Blue Stone, who said three weeks? I know stefanie said a few weeks, but it really depends on how much accidental training WolfDaddy has put in here. If he's only reinforced the behaviour a few times, it's likely to go extinct much more quickly than if he's reinforced it a bunch of times.

And sometimes impatience does much more harm than good. I don't think giving a cat a squirt is always the worst thing in the world to do, but there are other ways to handle things, some cats have quite extreme (and sometimes permanent) fearful reactions to aversions like this, especially in a situation where a foundation of trust hasn't had time to be built yet (this cat is relatively new to WolfDaddy's home) and it's a good idea in general to be more aware of what you're actually training your pets to do whether you know it or not.
posted by biscotti at 3:35 PM on November 1, 2004

Response by poster: And, biscotti, it's hard to gauge how much accidental reinforcement I'm doing, as I am hard to rouse. Who knows? Maybe I'm moving my arms/legs/feet in my sleep for hours before she starts getting really vicious enough to wake me. If that's the case, I may have to put her in a kitty crate or close my bedroom door with her outside it when I go to sleep. She doesn't mind the crate (usually it's a signal to the cat that she's going to the vet/something unpleasant, she doesn't seem to be freaked out by that, her behavior at the vet is always stellar) but, as I said, normally she's as docile as can be (right now she's curled up at my feet asleep, she's never far from wherever I am), which is why I let her sleep with me.
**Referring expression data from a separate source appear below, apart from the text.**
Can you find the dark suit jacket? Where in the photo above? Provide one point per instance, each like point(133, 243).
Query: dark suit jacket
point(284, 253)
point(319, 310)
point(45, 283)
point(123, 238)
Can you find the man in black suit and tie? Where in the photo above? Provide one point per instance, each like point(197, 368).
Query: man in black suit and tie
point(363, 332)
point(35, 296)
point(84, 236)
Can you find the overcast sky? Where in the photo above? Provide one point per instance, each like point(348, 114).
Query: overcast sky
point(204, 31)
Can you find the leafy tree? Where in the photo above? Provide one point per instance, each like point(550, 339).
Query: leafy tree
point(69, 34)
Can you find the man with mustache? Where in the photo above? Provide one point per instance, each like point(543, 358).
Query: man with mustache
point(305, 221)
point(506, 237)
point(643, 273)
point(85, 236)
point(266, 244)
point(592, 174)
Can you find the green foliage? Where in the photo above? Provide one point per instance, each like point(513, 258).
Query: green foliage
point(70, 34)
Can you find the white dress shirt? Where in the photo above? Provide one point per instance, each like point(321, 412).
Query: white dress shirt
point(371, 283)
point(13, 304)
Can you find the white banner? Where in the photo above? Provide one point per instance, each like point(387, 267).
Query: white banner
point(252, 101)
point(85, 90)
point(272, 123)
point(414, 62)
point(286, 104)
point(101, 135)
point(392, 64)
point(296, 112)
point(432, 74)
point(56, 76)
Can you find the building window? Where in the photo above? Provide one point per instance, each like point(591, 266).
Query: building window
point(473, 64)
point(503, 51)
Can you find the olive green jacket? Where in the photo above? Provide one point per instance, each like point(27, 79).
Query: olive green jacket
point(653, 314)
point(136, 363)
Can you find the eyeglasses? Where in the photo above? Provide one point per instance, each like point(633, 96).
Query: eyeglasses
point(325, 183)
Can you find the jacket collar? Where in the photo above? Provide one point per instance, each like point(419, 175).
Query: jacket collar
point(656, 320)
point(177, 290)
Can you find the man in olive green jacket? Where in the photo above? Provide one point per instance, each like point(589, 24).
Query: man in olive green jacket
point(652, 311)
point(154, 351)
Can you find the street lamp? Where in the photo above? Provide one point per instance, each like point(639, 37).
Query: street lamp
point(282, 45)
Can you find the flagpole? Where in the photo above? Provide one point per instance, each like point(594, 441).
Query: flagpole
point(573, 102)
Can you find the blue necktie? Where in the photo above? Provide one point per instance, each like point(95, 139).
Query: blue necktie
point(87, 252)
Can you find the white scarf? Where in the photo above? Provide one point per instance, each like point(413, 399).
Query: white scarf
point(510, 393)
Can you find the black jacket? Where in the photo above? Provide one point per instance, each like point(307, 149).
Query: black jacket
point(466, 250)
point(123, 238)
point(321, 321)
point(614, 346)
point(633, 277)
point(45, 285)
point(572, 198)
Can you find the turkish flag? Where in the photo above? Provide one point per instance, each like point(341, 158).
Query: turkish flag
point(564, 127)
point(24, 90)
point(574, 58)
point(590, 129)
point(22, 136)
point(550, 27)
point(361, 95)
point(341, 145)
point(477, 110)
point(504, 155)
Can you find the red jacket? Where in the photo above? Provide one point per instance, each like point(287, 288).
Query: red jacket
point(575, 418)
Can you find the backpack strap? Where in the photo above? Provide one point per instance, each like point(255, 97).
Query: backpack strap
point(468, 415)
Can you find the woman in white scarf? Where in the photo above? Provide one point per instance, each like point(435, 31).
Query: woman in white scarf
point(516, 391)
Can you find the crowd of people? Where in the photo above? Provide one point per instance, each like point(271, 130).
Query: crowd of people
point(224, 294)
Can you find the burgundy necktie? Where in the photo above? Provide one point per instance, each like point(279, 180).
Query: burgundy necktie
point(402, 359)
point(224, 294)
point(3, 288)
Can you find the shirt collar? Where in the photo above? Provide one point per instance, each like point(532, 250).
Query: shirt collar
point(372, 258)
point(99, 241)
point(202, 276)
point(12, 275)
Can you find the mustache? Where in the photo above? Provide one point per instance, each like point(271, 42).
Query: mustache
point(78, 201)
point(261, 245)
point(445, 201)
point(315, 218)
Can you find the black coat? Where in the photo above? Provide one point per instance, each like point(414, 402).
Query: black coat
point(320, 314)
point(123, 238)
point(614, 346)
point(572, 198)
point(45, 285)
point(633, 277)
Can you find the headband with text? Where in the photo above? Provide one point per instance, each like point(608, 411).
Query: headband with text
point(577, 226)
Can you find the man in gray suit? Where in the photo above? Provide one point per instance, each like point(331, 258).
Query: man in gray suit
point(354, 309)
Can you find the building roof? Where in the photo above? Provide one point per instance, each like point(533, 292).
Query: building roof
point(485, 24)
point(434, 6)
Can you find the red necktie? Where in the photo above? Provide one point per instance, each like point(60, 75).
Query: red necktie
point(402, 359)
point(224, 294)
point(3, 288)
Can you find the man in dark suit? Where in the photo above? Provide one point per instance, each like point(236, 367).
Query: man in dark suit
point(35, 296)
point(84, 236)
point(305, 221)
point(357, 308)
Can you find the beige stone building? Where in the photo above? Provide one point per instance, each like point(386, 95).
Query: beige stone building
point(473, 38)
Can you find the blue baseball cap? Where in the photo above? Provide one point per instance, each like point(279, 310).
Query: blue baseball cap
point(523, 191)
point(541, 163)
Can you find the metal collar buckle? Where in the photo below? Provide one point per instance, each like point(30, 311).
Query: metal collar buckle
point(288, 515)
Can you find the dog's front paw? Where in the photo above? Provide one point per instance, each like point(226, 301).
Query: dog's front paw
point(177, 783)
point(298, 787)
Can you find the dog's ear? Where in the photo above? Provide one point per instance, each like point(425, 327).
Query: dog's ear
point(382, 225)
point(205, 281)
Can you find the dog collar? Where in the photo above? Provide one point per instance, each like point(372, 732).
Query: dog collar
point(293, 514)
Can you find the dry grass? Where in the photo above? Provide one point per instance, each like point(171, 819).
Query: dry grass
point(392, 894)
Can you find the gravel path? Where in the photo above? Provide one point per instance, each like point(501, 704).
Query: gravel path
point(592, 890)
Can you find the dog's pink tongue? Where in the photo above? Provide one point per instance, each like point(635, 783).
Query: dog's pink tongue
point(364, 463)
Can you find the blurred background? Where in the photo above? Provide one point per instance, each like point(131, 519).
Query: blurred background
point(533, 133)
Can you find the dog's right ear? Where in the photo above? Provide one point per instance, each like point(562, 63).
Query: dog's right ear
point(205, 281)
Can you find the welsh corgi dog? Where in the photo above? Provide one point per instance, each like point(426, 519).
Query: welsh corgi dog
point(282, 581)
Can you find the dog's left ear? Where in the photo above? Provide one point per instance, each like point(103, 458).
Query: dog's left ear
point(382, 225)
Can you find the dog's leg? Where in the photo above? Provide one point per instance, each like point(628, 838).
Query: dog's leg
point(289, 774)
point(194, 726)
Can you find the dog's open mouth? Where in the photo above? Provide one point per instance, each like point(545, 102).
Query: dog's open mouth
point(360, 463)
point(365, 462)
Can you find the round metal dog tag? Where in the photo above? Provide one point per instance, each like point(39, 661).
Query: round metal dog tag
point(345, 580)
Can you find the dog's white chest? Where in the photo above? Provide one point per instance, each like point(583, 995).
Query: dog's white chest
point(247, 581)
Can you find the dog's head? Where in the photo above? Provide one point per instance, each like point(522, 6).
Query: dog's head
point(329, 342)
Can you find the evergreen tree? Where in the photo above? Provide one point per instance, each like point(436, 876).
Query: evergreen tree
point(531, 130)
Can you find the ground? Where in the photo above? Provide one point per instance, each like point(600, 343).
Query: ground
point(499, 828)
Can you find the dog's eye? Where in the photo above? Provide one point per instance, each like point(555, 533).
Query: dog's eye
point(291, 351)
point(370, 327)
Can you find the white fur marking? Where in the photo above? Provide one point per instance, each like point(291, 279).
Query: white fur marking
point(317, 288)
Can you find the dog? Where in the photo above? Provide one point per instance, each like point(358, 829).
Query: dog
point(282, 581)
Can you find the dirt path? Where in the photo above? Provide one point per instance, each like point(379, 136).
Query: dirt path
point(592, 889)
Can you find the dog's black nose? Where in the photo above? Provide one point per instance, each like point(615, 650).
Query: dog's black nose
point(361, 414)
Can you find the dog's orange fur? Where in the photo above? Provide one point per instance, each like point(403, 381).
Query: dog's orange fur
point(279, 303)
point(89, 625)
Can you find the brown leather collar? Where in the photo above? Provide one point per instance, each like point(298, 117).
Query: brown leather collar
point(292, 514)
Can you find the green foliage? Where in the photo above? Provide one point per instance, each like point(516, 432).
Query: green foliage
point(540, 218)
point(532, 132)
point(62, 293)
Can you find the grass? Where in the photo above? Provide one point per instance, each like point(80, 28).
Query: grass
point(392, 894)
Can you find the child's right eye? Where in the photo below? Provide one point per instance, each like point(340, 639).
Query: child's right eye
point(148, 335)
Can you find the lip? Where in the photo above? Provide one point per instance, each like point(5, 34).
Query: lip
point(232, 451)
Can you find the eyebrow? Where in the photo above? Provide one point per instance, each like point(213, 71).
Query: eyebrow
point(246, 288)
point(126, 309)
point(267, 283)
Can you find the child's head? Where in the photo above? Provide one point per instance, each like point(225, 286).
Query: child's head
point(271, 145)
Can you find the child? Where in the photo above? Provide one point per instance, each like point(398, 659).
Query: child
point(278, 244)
Maybe that was a bad decision to begin with.
posted by WolfDaddy at 4:19 PM on November 1, 2004

Yeah, the best solution might be to not let her sleep with you anymore. I'm surprised nobody else suggested this, as it should be the easiest way to avoid the problem.
posted by kindall at 4:33 PM on November 1, 2004

WolfDaddy, two cats here that I love with abandon; they get to lie in a bit with us at night, but sleep time and the bedroom door closes and that's that. Sometimes there's whining, but we ignore it. We need the peace. As has been said, don't be afraid to shut the door (especially if you introduce a nice kitty bed(s) at the same time).

Livia is a stunner, by the way.
posted by melissa may at 5:14 PM on November 1, 2004

Response by poster: Well, an unexpected solution cropped up. We had a cold snap last week (well, cold for native Texans, I guess, and native Texan kitties, too ... I slept with the windows open and the A/C off for the first time in six months) and Livia pawed at the covers to get under them rather than pawing me. I praised her highly, and she immediately learned that getting under the toasty covers with me for an extra hour and a half is worth a grumbling tummy.